Wojewoda lubelski szuka osób do pracy w dziesięciu punktach informacyjnych dla uchodźców. Proponowane zarobki wynoszą do 5 tys. zł miesięcznie.
Ogłoszenie dotyczy dwóch punktów zlokalizowanych na dworcach PKS i PKP w Lublinie oraz ośmiu takich miejsc przy przejściach granicznych w Dorohusku, Zosinie, Dołhobyczowie i Hrebennem. Do obowiązków zatrudnionych na umowie zleceniu osób ma należeć m.in.: rozdawanie ulotek informacyjnych, informowanie docierających do Polski obywateli Ukrainy o przysługujących im prawach i uprawnieniach, kierowanie ich do punktów recepcyjnych, organizacja transportu czy współpraca z zapewniającym pomoc socjalną uchodźcom wolontariuszami i organizacjami pozarządowymi. Chodzi o to, by przejąć zadania dotychczas wykonywane przez pracowników Lubelskiego Urzędu Wojewódzkiego.
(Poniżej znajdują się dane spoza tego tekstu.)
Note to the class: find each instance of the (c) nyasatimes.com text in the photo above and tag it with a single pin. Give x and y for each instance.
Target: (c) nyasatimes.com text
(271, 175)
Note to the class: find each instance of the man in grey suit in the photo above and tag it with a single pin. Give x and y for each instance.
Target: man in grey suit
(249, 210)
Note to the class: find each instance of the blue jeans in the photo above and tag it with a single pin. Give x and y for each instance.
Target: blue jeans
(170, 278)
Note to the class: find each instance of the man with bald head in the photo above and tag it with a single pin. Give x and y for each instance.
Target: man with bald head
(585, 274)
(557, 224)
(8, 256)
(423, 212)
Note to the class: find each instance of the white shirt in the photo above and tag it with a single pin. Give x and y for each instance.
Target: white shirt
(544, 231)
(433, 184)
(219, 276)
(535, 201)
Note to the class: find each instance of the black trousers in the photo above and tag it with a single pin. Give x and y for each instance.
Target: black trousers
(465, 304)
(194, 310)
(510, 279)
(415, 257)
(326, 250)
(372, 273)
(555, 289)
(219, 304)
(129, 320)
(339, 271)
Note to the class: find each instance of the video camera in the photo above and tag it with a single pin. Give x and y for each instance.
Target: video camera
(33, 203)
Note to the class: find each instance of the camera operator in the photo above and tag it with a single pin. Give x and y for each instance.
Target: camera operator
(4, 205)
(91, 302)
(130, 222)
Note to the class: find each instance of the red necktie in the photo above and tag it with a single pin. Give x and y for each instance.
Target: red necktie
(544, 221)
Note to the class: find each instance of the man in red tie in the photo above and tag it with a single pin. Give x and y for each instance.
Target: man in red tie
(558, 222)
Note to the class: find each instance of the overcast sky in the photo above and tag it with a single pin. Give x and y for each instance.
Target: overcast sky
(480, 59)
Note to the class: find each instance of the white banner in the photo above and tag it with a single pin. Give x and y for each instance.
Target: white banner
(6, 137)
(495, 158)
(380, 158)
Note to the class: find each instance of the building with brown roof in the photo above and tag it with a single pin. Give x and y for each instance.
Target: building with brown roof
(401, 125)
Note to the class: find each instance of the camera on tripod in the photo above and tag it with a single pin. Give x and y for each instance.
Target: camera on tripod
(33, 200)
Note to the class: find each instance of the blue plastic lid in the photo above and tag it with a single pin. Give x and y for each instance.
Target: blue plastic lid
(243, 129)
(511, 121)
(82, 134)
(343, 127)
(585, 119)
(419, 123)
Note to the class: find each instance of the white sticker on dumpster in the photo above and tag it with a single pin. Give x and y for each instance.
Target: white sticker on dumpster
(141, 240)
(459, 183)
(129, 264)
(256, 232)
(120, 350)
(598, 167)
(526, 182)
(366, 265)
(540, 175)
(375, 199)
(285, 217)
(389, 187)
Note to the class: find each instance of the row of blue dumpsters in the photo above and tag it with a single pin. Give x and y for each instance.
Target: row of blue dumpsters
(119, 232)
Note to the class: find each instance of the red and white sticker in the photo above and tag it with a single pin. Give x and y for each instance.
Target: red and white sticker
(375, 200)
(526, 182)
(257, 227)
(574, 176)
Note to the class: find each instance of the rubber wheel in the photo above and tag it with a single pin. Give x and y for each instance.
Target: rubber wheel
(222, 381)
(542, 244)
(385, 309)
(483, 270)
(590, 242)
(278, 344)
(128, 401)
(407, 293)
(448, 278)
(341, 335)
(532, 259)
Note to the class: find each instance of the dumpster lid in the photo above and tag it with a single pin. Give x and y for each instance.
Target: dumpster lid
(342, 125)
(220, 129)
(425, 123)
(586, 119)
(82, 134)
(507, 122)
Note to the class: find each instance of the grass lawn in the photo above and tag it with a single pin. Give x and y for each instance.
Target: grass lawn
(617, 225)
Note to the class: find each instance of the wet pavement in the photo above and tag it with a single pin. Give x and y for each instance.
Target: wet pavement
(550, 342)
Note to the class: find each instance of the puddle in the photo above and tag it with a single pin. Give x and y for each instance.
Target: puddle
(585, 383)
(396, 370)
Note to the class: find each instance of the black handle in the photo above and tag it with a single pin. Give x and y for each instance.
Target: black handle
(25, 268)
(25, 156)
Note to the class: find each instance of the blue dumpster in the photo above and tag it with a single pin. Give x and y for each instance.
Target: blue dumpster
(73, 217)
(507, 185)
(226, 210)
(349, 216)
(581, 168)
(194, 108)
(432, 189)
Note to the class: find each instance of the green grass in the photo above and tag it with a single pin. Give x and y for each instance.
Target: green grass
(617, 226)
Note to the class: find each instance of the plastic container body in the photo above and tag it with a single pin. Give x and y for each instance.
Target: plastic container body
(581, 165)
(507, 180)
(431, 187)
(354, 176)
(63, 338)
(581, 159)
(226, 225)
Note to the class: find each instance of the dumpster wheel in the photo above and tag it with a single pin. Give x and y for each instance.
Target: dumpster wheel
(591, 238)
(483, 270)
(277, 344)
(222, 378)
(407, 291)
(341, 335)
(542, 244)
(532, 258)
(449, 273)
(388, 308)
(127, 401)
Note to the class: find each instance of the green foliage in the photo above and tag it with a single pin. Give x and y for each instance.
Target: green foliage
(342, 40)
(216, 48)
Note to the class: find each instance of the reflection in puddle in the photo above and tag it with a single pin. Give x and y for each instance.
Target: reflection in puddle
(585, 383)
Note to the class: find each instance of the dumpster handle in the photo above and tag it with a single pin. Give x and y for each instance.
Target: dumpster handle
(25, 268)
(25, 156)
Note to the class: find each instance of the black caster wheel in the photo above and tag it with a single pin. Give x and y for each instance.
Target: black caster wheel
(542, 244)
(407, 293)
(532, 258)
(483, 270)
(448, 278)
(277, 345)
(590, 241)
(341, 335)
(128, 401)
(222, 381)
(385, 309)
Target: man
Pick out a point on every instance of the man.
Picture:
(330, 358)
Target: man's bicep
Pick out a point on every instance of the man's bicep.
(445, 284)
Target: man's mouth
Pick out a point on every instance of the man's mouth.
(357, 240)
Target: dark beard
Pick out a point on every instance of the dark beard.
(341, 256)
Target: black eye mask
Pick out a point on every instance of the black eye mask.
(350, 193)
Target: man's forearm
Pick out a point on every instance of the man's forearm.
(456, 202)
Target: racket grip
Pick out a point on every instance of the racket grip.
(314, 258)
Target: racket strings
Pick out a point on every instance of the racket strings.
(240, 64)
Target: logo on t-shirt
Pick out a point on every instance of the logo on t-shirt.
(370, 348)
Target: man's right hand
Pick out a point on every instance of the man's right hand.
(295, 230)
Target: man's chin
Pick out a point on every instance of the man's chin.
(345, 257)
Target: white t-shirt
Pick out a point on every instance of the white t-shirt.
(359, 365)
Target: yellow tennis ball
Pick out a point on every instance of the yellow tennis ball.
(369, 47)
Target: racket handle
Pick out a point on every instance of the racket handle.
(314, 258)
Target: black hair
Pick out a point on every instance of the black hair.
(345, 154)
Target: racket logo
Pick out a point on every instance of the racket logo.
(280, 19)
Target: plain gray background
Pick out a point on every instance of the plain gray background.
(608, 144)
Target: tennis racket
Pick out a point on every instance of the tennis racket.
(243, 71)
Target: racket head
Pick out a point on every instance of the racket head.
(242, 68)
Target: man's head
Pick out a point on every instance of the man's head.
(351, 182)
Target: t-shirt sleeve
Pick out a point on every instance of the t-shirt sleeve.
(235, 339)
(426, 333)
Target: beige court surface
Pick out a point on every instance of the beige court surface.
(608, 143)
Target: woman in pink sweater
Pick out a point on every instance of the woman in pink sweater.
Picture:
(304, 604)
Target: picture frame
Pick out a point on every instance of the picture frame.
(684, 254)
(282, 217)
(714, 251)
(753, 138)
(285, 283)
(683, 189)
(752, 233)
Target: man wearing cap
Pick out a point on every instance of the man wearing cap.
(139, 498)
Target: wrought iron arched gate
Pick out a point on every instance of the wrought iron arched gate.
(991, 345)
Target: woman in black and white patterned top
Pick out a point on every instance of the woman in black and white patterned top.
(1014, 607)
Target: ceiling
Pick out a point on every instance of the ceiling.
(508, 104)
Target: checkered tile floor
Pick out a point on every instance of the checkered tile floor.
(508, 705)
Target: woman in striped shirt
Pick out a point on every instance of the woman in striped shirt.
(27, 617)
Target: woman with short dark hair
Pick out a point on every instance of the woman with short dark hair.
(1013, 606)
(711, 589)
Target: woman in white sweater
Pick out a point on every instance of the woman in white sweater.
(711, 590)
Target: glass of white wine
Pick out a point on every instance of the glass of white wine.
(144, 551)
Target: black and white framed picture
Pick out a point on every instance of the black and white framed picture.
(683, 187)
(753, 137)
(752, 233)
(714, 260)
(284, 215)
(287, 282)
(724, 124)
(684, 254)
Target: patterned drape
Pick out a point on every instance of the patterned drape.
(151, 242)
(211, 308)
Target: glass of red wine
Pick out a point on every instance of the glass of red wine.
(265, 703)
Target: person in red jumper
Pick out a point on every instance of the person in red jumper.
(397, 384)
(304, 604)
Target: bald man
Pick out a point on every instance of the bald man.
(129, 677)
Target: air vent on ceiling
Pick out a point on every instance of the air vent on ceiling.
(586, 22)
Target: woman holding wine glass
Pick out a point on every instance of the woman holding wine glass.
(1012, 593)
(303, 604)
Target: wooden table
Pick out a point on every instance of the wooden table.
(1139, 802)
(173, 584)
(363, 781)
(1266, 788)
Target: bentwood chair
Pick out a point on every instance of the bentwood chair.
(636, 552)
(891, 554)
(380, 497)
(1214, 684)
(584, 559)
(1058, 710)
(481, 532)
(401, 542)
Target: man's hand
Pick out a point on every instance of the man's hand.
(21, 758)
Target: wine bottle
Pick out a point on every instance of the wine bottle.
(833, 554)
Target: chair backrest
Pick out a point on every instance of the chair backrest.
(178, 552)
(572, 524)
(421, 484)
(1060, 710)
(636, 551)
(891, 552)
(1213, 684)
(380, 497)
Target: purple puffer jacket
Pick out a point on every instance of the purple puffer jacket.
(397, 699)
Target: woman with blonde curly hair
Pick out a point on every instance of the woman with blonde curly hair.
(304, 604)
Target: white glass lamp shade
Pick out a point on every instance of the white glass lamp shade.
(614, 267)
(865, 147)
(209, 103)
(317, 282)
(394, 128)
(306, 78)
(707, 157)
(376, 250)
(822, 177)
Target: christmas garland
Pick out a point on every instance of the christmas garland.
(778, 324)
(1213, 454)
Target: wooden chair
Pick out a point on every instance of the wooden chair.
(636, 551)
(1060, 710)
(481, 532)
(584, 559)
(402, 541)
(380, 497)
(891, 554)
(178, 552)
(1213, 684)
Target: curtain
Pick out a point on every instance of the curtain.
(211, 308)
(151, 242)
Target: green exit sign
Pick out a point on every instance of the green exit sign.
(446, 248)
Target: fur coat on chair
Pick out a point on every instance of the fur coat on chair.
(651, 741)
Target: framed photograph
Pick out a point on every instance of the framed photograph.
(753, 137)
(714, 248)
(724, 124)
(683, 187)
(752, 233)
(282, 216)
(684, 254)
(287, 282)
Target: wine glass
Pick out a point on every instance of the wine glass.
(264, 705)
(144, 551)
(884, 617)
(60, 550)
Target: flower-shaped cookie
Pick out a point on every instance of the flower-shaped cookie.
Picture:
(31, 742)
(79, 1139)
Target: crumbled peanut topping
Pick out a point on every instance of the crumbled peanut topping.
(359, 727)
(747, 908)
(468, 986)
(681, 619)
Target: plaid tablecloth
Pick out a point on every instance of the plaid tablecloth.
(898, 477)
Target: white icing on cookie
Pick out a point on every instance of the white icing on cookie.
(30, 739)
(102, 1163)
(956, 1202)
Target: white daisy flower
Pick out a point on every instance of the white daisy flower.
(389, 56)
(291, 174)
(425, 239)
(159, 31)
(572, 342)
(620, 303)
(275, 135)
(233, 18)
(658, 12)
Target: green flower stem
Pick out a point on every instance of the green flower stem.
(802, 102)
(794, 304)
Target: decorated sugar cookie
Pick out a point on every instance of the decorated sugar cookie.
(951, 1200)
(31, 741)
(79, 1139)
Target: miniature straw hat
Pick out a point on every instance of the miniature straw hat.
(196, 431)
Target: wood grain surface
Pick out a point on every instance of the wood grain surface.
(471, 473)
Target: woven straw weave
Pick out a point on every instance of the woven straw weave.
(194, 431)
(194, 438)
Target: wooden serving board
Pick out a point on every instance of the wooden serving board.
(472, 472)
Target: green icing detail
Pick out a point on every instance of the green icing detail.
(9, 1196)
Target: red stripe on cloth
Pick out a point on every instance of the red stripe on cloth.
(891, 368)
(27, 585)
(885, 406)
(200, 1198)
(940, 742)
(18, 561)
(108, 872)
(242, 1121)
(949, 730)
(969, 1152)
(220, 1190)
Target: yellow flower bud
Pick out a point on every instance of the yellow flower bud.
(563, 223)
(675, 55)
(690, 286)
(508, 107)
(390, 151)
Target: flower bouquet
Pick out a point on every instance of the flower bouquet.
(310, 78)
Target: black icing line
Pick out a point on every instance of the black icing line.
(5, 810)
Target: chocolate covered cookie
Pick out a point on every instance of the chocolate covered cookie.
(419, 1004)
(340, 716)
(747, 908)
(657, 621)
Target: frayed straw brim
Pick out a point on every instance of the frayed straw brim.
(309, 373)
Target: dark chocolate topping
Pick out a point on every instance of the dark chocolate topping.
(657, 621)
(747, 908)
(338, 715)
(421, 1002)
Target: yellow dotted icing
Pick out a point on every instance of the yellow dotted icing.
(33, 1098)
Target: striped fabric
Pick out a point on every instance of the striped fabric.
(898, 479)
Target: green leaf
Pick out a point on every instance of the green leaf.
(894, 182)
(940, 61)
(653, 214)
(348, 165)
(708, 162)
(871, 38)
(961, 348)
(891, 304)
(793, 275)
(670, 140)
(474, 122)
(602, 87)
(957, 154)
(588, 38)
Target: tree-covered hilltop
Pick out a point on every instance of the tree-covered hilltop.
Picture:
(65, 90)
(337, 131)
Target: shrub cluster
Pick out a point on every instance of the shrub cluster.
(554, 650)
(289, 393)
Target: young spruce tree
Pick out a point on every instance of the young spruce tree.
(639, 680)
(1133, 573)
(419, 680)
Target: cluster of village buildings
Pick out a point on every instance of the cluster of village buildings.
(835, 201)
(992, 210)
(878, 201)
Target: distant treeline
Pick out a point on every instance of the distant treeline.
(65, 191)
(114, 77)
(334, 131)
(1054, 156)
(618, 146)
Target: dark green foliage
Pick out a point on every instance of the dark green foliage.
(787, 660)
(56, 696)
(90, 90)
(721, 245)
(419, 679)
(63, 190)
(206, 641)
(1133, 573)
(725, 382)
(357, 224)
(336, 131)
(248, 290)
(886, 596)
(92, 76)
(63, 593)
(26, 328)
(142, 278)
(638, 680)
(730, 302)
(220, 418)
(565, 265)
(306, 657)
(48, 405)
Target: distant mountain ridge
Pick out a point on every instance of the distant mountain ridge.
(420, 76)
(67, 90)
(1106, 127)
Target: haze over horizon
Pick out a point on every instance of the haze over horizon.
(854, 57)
– Nie ukrywam, że nasze zasoby kadrowe są ograniczone. Osiem punktów informacyjnym przy przejściach obsługiwanych jest głównie przez pracowników naszej zamojskiej delegatury, którzy muszą też realizować na bieżąco swoje zadania. Dlatego chcemy ich odciążyć, a jednocześnie zaproponować pracę osobom mieszkającym blisko tych miejsc. Część samorządowców sygnalizowała nam zresztą takie rozwiązanie – mówi wojewoda Lech Sprawka.
Wśród wymagań stawianych przed kandydatami są m.in.: dyspozycyjność, komunikatywność, niekaralność i posiadanie pełni praw publicznych. Dodatkowym atutem będzie znajomość w stopniu co najmniej komunikatywnym języka ukraińskiego, rosyjskiego lub angielskiego. Praca ma odbywać się w trybie 12-godzinnych dyżurów.
Szczegóły ogłoszenia można znaleźć w internetowym Biuletynie Informacji Publicznej LUW w zakładce „praca w urzędzie”.